A flying car in mid-2015? There are no guarantees in the world of envelope-pushing, mind-bending military tech, but DARPA says both AAI and Lockheed Martin have produced “feasible designs” for its Transformer (TX) program, known more casually as the “flying Humvee” initiative. Both designs have moved to Phase 2, which requires them to begin work on prototypes for evaluation at the end of fiscal 2012.
This development also brings us a full phase closer to Phase 3, which is where things get really interesting: ground and flight demonstrations, slated for mid-fiscal 2015 should Phase 2 come off as planned. That’s just four years from right now. Given that we’ve been waiting for our cars to take flight for a century now, four years seems pretty reasonable by comparison.
You may recall from our relentless fawning over the Transformer program that the flying Humvee needn’t just be a roadable aircraft. Its design parameters call for a durable on- and off-road capable vehicle that can take small arms fire in stride and make a speedy shift from ground vehicle to vertical-takeoff-and-landing aircraft. It also needs to be easy enough to pilot that any grunt with a driver’s license can also grab the sticks of this new flying machine and be expected to pilot it safely (presumably with the help of autonomous computerized flight controls).

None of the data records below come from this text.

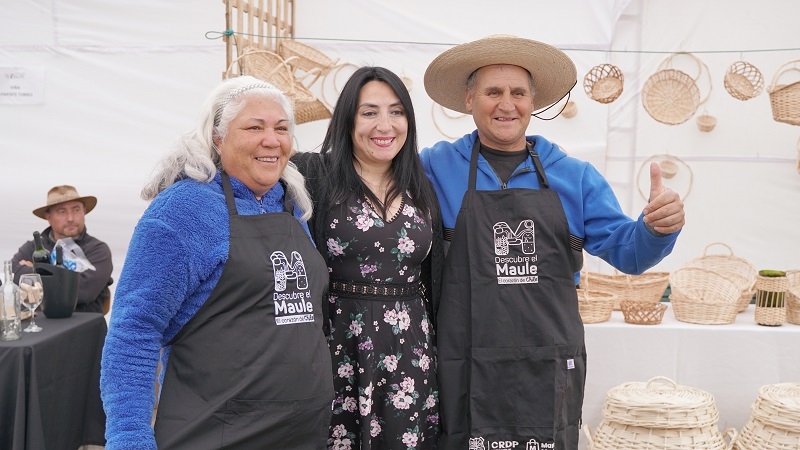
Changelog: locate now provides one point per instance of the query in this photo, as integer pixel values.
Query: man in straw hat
(518, 213)
(64, 210)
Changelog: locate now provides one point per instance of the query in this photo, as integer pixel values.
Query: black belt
(391, 290)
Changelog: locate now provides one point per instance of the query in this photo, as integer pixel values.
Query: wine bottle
(59, 256)
(10, 314)
(40, 254)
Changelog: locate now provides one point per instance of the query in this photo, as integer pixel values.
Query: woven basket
(793, 297)
(658, 414)
(642, 313)
(736, 269)
(647, 287)
(785, 98)
(703, 296)
(706, 123)
(744, 81)
(603, 83)
(595, 306)
(774, 421)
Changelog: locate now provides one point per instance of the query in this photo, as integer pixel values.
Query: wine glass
(32, 292)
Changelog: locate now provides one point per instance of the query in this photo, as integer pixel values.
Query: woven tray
(614, 436)
(647, 287)
(703, 296)
(660, 403)
(642, 313)
(595, 306)
(739, 270)
(774, 422)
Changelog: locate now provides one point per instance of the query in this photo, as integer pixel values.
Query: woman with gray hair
(223, 282)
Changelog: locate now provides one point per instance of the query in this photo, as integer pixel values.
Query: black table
(50, 385)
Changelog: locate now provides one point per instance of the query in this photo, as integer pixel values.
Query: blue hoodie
(592, 209)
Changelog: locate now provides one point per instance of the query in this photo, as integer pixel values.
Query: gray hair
(472, 79)
(195, 155)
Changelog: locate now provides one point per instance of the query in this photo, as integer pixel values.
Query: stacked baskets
(595, 306)
(738, 270)
(774, 422)
(703, 296)
(658, 414)
(647, 287)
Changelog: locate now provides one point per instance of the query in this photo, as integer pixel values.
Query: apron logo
(519, 268)
(291, 307)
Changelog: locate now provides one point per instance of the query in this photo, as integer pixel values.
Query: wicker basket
(706, 123)
(774, 421)
(785, 98)
(738, 270)
(658, 414)
(595, 306)
(744, 81)
(703, 296)
(647, 287)
(642, 313)
(603, 83)
(793, 297)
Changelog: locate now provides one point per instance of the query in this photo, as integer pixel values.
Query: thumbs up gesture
(664, 212)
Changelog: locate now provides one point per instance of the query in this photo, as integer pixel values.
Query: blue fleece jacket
(592, 209)
(174, 260)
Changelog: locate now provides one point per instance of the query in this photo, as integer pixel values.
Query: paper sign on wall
(21, 85)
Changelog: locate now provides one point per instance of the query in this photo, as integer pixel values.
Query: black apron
(512, 360)
(251, 369)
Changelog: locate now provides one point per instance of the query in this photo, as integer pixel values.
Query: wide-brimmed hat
(554, 73)
(61, 194)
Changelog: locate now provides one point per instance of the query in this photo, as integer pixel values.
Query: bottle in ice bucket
(10, 314)
(40, 254)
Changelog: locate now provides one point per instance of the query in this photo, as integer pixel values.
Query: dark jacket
(93, 285)
(312, 167)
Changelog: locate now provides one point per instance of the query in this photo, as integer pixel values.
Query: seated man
(65, 211)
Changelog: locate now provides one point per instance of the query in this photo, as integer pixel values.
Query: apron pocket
(291, 424)
(512, 388)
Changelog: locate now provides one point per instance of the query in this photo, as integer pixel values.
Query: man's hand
(664, 212)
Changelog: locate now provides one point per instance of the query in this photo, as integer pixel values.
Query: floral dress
(381, 345)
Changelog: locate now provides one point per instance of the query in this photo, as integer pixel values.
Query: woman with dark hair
(376, 221)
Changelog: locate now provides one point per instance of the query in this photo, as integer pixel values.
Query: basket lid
(660, 403)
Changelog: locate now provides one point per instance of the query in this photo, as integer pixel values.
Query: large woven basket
(774, 421)
(744, 81)
(737, 269)
(603, 83)
(658, 414)
(703, 296)
(785, 98)
(647, 287)
(793, 297)
(595, 306)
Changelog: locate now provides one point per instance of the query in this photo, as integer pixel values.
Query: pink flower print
(405, 245)
(374, 428)
(335, 248)
(410, 439)
(402, 401)
(407, 385)
(390, 362)
(346, 370)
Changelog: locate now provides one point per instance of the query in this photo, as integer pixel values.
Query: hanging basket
(603, 83)
(785, 98)
(744, 81)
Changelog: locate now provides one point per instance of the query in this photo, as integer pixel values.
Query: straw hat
(554, 73)
(61, 194)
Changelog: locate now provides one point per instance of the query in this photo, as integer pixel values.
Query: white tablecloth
(731, 362)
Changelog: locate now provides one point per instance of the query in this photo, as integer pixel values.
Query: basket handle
(731, 433)
(666, 380)
(781, 71)
(588, 433)
(730, 250)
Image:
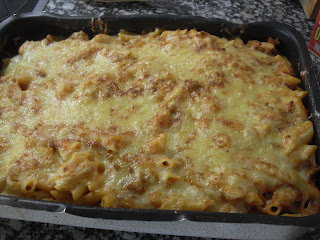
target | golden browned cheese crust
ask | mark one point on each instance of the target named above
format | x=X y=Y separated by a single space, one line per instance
x=166 y=120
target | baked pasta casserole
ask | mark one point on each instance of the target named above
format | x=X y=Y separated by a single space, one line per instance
x=165 y=120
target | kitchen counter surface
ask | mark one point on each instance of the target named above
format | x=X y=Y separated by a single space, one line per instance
x=241 y=11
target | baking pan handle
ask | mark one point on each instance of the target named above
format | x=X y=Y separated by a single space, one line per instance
x=32 y=204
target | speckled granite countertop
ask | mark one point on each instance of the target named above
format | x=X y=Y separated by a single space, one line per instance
x=286 y=11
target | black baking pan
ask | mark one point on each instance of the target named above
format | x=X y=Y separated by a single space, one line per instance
x=35 y=26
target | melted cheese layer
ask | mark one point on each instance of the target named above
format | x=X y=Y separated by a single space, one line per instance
x=168 y=120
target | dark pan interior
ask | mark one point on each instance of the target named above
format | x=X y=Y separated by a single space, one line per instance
x=15 y=30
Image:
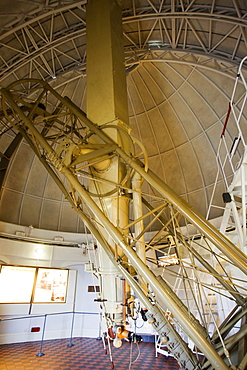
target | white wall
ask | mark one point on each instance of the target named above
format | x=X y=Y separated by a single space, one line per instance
x=86 y=321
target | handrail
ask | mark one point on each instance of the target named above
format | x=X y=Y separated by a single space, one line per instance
x=41 y=353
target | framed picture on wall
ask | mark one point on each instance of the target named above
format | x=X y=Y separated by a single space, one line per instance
x=16 y=284
x=51 y=286
x=24 y=284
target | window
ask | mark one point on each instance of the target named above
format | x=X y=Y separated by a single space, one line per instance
x=23 y=284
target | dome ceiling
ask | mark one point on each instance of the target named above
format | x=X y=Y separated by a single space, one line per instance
x=181 y=60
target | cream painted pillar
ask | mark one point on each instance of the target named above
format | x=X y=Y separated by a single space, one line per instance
x=107 y=104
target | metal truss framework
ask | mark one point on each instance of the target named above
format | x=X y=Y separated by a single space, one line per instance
x=209 y=265
x=50 y=40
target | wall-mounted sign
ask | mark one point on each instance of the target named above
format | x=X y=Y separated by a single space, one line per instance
x=21 y=284
x=51 y=285
x=16 y=284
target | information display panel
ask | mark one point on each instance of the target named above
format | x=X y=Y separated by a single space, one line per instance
x=16 y=284
x=51 y=285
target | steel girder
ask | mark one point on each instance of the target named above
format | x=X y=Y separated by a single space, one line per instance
x=58 y=132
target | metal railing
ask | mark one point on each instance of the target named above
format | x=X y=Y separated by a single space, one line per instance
x=73 y=313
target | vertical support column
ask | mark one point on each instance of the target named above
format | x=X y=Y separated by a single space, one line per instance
x=106 y=77
x=107 y=104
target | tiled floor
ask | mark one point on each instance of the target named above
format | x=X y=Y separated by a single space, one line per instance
x=87 y=353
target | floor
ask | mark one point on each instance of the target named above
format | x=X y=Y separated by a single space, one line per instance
x=86 y=353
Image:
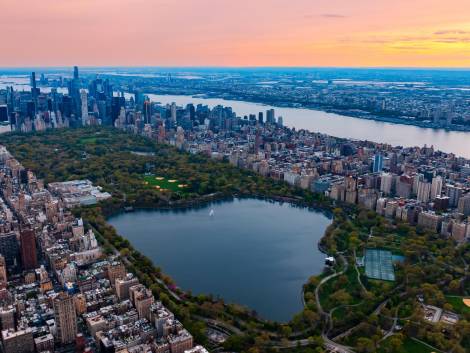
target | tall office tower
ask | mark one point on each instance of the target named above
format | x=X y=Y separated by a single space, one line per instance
x=34 y=92
x=378 y=163
x=84 y=100
x=147 y=111
x=416 y=180
x=173 y=112
x=65 y=318
x=424 y=191
x=436 y=187
x=9 y=248
x=4 y=114
x=32 y=80
x=28 y=249
x=270 y=118
x=386 y=183
x=464 y=205
x=453 y=193
x=3 y=272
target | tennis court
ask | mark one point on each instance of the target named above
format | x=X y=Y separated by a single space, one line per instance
x=379 y=264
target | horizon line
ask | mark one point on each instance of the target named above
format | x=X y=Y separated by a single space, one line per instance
x=238 y=67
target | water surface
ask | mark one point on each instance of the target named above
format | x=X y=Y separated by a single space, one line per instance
x=252 y=252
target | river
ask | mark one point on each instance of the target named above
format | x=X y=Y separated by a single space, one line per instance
x=252 y=252
x=342 y=126
x=315 y=120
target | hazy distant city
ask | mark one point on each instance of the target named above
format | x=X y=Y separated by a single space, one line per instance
x=235 y=176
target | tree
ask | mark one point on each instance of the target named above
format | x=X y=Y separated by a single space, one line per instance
x=341 y=297
x=365 y=345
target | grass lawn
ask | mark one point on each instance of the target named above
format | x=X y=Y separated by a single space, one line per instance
x=457 y=303
x=409 y=346
x=162 y=183
x=88 y=140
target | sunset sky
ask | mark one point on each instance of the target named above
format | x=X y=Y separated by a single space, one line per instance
x=412 y=33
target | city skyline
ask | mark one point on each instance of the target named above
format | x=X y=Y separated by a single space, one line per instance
x=262 y=33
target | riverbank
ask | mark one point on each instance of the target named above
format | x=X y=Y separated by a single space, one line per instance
x=353 y=113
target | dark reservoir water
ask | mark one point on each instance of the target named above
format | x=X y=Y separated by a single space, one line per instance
x=251 y=252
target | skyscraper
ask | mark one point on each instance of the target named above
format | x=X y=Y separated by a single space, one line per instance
x=28 y=249
x=436 y=187
x=65 y=318
x=84 y=100
x=424 y=191
x=378 y=163
x=9 y=248
x=270 y=118
x=3 y=272
x=173 y=112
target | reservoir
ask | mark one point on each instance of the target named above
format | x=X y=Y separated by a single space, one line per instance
x=247 y=251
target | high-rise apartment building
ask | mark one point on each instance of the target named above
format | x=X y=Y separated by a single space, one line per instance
x=378 y=163
x=28 y=249
x=436 y=187
x=424 y=191
x=65 y=318
x=9 y=248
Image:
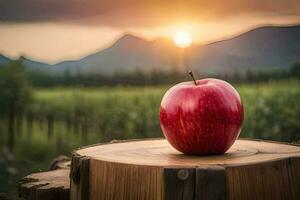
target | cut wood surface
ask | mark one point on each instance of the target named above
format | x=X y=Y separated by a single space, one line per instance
x=158 y=152
x=152 y=169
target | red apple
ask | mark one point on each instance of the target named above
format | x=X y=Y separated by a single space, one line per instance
x=201 y=117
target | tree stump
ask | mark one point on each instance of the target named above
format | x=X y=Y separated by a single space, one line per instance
x=152 y=169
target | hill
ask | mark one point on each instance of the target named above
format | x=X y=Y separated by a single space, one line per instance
x=260 y=48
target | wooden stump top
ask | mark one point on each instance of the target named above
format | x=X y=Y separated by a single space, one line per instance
x=158 y=152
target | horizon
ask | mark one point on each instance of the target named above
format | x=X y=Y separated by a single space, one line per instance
x=53 y=31
x=149 y=40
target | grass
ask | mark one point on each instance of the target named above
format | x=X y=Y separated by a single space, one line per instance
x=91 y=115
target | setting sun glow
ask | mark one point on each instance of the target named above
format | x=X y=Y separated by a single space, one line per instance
x=183 y=39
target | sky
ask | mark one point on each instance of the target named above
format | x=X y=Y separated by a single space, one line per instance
x=55 y=30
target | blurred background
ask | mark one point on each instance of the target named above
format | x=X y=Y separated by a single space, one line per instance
x=74 y=73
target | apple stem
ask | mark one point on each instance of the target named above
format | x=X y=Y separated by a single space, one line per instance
x=192 y=75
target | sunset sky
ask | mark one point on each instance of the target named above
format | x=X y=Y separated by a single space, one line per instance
x=54 y=30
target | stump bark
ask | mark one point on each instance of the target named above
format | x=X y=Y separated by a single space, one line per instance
x=153 y=170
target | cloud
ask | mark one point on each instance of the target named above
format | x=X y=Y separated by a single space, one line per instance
x=136 y=13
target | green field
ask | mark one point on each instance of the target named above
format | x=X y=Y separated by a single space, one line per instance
x=61 y=119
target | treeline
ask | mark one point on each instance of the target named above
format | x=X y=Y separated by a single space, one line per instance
x=43 y=79
x=46 y=79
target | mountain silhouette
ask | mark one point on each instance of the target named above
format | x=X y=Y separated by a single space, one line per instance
x=260 y=48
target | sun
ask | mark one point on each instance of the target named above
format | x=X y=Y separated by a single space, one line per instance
x=183 y=39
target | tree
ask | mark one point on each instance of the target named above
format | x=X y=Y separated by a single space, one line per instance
x=15 y=94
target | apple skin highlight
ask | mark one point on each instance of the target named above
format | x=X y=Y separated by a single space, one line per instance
x=201 y=119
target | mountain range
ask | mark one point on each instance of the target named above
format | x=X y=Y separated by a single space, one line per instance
x=260 y=48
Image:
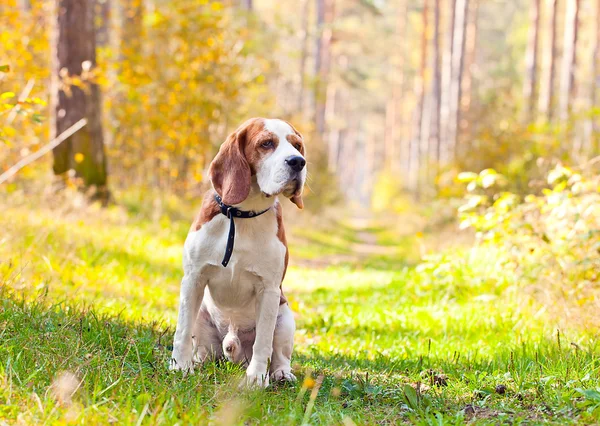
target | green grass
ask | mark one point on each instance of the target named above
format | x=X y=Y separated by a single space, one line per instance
x=455 y=339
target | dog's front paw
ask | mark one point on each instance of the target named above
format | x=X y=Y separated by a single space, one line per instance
x=182 y=361
x=256 y=377
x=283 y=376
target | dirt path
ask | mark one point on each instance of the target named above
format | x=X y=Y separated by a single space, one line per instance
x=366 y=246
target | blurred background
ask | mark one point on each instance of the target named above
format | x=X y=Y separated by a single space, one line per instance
x=394 y=97
x=446 y=267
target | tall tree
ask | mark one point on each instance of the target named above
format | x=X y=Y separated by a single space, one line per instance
x=548 y=76
x=569 y=60
x=74 y=58
x=595 y=77
x=531 y=60
x=416 y=148
x=325 y=13
x=303 y=56
x=591 y=125
x=434 y=139
x=395 y=153
x=470 y=63
x=458 y=62
x=446 y=81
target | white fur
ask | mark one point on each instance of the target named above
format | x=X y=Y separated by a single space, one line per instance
x=223 y=304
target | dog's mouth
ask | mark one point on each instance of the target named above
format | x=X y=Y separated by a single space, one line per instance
x=290 y=189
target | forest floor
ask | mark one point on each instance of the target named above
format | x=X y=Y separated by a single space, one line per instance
x=89 y=299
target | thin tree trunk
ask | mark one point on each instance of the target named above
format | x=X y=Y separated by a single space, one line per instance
x=470 y=65
x=547 y=84
x=458 y=62
x=303 y=56
x=103 y=23
x=74 y=54
x=569 y=62
x=531 y=60
x=325 y=12
x=446 y=81
x=415 y=146
x=434 y=140
x=592 y=125
x=394 y=137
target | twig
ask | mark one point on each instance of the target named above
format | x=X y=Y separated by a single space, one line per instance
x=53 y=144
x=24 y=94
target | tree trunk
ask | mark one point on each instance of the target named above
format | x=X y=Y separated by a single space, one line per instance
x=531 y=60
x=434 y=139
x=547 y=85
x=595 y=80
x=303 y=56
x=75 y=55
x=325 y=12
x=394 y=136
x=569 y=61
x=460 y=24
x=103 y=22
x=468 y=85
x=416 y=146
x=446 y=81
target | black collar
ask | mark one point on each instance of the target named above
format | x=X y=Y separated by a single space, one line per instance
x=232 y=212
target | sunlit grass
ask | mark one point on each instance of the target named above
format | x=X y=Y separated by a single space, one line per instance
x=94 y=293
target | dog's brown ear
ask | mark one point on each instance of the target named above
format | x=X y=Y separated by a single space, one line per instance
x=230 y=172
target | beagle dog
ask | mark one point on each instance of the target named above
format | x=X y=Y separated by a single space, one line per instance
x=235 y=256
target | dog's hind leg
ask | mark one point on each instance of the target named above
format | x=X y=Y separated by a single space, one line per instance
x=207 y=340
x=283 y=344
x=190 y=299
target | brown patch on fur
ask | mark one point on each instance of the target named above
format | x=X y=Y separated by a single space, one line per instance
x=209 y=209
x=236 y=161
x=281 y=236
x=295 y=139
x=255 y=136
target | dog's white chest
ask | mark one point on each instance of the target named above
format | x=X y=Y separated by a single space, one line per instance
x=257 y=261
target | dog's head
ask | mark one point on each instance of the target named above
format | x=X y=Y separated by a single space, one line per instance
x=271 y=151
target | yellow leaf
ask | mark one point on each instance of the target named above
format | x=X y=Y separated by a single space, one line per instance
x=308 y=383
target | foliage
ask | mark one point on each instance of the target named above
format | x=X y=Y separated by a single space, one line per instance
x=89 y=306
x=188 y=73
x=24 y=76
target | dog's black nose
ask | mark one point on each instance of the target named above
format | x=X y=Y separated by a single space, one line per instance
x=296 y=162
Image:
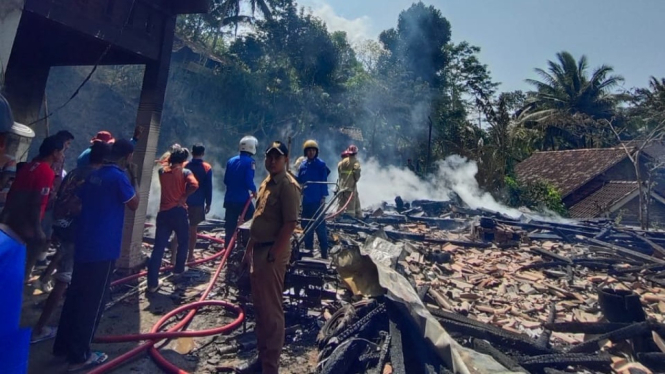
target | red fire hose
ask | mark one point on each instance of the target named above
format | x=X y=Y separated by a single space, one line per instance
x=174 y=332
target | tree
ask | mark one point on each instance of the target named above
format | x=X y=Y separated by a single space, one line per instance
x=568 y=103
x=417 y=42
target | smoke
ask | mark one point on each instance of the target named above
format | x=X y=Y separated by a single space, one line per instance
x=455 y=174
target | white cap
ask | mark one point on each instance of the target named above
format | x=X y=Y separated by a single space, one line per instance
x=22 y=130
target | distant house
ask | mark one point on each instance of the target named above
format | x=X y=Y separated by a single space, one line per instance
x=599 y=182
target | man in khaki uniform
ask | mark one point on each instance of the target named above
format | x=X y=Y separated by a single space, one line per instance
x=348 y=176
x=268 y=254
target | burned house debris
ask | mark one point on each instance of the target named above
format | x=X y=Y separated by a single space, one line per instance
x=442 y=288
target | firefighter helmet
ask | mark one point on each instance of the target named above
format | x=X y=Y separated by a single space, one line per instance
x=310 y=144
x=248 y=144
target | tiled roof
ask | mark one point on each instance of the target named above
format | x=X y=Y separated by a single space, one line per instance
x=602 y=200
x=568 y=170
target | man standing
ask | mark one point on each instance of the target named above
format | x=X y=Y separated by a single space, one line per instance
x=106 y=137
x=198 y=204
x=59 y=170
x=313 y=169
x=177 y=185
x=268 y=252
x=28 y=197
x=239 y=181
x=66 y=209
x=104 y=196
x=349 y=175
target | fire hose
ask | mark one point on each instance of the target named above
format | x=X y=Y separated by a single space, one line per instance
x=154 y=336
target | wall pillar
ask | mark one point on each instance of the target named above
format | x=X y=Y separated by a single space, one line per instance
x=149 y=117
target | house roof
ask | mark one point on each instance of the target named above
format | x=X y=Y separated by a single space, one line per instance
x=655 y=149
x=568 y=170
x=353 y=133
x=603 y=200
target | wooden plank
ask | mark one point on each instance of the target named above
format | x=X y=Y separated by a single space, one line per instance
x=625 y=251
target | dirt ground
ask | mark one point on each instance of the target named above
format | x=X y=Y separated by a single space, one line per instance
x=138 y=313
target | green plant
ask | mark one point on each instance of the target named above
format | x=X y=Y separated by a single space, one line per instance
x=538 y=196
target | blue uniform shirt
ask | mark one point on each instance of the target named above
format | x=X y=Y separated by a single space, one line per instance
x=313 y=171
x=84 y=158
x=203 y=173
x=99 y=226
x=239 y=178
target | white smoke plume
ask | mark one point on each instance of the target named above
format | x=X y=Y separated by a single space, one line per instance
x=454 y=174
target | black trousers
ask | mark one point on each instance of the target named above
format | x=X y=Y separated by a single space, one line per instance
x=233 y=212
x=85 y=302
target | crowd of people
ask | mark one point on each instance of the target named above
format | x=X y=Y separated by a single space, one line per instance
x=81 y=213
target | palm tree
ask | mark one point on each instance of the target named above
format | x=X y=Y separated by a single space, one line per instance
x=568 y=103
x=228 y=11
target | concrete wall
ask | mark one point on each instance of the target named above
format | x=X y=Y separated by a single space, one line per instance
x=10 y=15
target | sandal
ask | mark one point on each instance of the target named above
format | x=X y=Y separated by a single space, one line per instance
x=48 y=332
x=95 y=359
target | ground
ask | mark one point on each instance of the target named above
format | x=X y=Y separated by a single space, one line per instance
x=198 y=355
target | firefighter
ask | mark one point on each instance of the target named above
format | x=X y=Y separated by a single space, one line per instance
x=239 y=181
x=268 y=253
x=348 y=175
x=313 y=169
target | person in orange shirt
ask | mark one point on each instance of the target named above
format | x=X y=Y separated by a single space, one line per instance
x=177 y=183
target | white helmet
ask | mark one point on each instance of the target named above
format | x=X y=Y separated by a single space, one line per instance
x=248 y=144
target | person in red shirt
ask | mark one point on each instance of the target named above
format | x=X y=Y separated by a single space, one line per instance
x=177 y=184
x=28 y=197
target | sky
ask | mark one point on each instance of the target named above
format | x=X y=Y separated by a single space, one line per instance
x=516 y=36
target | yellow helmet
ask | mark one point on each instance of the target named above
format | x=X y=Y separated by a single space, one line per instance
x=310 y=144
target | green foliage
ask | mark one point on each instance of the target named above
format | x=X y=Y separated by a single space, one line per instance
x=568 y=104
x=539 y=196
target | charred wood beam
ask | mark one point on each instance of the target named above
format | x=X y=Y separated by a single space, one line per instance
x=344 y=356
x=476 y=329
x=637 y=269
x=658 y=248
x=485 y=347
x=552 y=255
x=594 y=328
x=383 y=354
x=460 y=243
x=563 y=360
x=610 y=261
x=653 y=360
x=392 y=234
x=631 y=331
x=625 y=251
x=524 y=345
x=603 y=233
x=396 y=349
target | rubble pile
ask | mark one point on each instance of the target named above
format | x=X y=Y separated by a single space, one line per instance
x=536 y=296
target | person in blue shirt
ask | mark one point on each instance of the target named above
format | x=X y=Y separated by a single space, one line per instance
x=239 y=181
x=198 y=203
x=104 y=195
x=313 y=169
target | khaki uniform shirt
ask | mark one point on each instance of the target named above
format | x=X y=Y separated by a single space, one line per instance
x=349 y=173
x=278 y=202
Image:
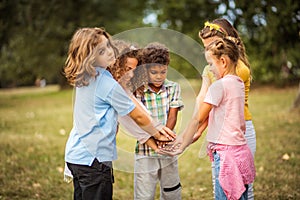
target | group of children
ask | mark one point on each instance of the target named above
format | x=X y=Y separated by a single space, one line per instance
x=117 y=82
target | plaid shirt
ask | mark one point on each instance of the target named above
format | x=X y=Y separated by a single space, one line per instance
x=158 y=104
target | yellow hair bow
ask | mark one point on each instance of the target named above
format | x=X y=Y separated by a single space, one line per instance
x=214 y=27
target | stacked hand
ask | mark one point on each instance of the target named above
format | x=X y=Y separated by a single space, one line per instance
x=165 y=135
x=172 y=148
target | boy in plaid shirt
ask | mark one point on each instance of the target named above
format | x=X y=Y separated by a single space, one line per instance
x=162 y=99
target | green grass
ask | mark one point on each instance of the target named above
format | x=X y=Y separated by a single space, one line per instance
x=35 y=122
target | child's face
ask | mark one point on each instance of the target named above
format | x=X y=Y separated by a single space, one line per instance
x=105 y=55
x=209 y=40
x=130 y=65
x=157 y=75
x=216 y=65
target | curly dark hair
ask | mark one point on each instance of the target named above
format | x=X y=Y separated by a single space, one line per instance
x=126 y=50
x=153 y=54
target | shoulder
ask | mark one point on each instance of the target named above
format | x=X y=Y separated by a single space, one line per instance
x=105 y=81
x=168 y=83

So you’re looking at some design incongruities there. It needs to be light enough to lift off vertically under its own power, yet will require a serious power plant (weight) and some kind of wings and/or propellor/ducted fan (more weight). It also needs space for all this extra hardware while still maintaining passenger space for four soldiers (including driver).
Like most of DARPA’s challenges, bringing this one to life won’t be simple. But speaking to a conference recently, DARPA Transformer program manager Stephen Waller told attendees that “we are seeing feasible designs,” Aviation Week’s Ares blog reports. That’s promising. Let’s just hope these things can actually get off the ground.